Label distribution across horizons

The dataset is intentionally class-imbalanced - the stationary class dominates at short horizons because most order book events do not move the mid-price. As the horizon grows (k=10), stationary cases decrease and directional moves become more balanced. This imbalance is a key challenge for all LOB prediction models.

In [3]:
selected_horizons = [1, 3, 10]

for h in selected_horizons:
    h_idx = np.where(HORIZON_LABELS == h)[0][0]
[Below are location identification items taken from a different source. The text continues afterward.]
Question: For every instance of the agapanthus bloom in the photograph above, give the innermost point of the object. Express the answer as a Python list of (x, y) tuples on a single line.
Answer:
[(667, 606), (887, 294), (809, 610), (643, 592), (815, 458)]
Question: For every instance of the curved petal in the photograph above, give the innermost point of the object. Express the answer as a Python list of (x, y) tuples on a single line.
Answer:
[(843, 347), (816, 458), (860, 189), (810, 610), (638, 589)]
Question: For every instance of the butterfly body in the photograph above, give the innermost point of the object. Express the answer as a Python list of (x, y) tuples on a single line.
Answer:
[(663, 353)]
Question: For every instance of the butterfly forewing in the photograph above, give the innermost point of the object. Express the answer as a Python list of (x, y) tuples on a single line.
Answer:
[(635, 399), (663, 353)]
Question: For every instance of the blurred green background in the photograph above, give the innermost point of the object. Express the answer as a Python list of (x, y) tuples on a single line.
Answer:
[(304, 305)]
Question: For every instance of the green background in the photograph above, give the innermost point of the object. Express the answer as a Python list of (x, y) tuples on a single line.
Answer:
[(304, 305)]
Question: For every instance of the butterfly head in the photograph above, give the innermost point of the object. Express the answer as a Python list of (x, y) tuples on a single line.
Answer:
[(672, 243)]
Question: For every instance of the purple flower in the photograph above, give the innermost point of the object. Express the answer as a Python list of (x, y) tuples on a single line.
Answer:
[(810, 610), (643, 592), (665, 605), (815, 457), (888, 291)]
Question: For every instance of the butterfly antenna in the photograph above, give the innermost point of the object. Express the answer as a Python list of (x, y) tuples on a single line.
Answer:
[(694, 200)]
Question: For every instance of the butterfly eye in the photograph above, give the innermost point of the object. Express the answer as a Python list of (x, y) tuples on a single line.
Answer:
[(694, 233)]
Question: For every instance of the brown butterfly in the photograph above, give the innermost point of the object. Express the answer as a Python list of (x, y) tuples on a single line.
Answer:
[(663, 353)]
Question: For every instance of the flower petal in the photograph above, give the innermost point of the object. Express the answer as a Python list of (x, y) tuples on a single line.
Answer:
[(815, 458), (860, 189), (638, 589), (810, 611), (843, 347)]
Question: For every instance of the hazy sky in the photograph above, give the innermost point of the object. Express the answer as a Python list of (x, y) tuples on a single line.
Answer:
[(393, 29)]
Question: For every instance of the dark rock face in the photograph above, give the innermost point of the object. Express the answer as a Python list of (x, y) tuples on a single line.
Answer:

    vals, cnts = np.unique(Y[:, h_idx], return_counts=True)
    labels = [LABEL_MAP[int(v)] for v in vals]
    colors = [LABEL_COLORS[int(v)] for v in vals]
    pcts = cnts / cnts.sum() * 100

    plt.figure(figsize=(8, 4.5))
    bars = plt.bar(labels, pcts, color=colors, alpha=0.85, width=0.5)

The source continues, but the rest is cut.